Pre-heat oven to 425F (220C). Lightly grease or line with parchment paper a medium (12-13 inch/32cm) pizza pan or baking sheet.
FOR THE PIZZA DOUGH
In a large bowl whisk together the flour, baking powder, and salt, make a well in the middle and add the oil and ½ cup (120 grams) of water to start, stir together with a fork then add the remaining water.
Move to a lightly floured flat surface, knead for approximately 2 or 3 minutes and form into a smooth dough ball, cover with a bowl and let sit for 15 minutes.
Place dough on the prepared pizza pan or baking sheet and with fingers form into desired shape (circle, oval or square) to cover or almost cover the bottom of the pan. Bake for approximately 13-15 minutes or until golden.
FOR THE CAPRESE TOPPING (Topping can be placed on the pizza while warm or let cool completely)
In a small bowl whisk together olive oil, balsamic, salt, oregano, chopped fresh basil leaves.

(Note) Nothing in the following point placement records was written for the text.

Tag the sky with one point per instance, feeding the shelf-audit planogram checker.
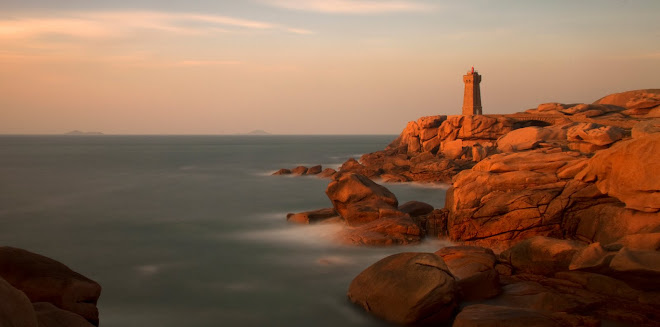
(308, 66)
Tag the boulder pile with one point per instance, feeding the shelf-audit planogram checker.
(39, 291)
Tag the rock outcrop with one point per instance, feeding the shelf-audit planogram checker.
(45, 280)
(474, 270)
(359, 200)
(49, 315)
(312, 217)
(15, 307)
(637, 103)
(628, 171)
(406, 288)
(544, 285)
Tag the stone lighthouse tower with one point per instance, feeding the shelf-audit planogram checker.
(472, 96)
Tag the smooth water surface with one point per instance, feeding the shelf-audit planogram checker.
(191, 230)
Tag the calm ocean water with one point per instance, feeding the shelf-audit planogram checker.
(191, 230)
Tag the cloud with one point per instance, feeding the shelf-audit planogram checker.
(122, 23)
(209, 62)
(352, 6)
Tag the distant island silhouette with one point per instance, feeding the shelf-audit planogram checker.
(258, 132)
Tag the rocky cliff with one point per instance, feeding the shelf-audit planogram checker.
(567, 196)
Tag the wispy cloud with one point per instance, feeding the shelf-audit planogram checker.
(192, 63)
(353, 6)
(121, 23)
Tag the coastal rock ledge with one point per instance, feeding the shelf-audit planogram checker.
(39, 291)
(556, 212)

Place thinly sliced tomatoes on top of the baked dough, then top with thinly sliced mozzarella and drizzle with olive oil mixture. Serve immediately.
Notes
I usually make this no yeast dough by hand but it certainly can be made in a mixer with the dough hook attachment. Just be sure to knead just until combined, then move to a flat surface and form into ball.If you prefer you can make a traditional pizza and top the raw dough with a simple tomato sauce or pizza sauce or what we prefer are about 10-15 grape or cherry tomatoes sliced in half then tossed with 3-4 tablespoons of olive oil, a sprinkle of salt, fresh basil and a sprinkle of oregano and a clove or two of minced garlic.If you bake the dough with sauce, don’t forget to add some vegetables such as sliced green or red pepper, mushrooms, sliced red onion or even some sliced pepperoni, and don’t forget some shredded firm mozzarella.Any leftovers should be stored either in an airtight container or wrapped well in plastic wrap and stored in the fridge. It can be re-heated in the oven or microwave.To freeze the raw dough, after it has rested, wrap it well in plastic wrap then place in either a freezer bag or container. It will keep for up to 3 months in the freezer.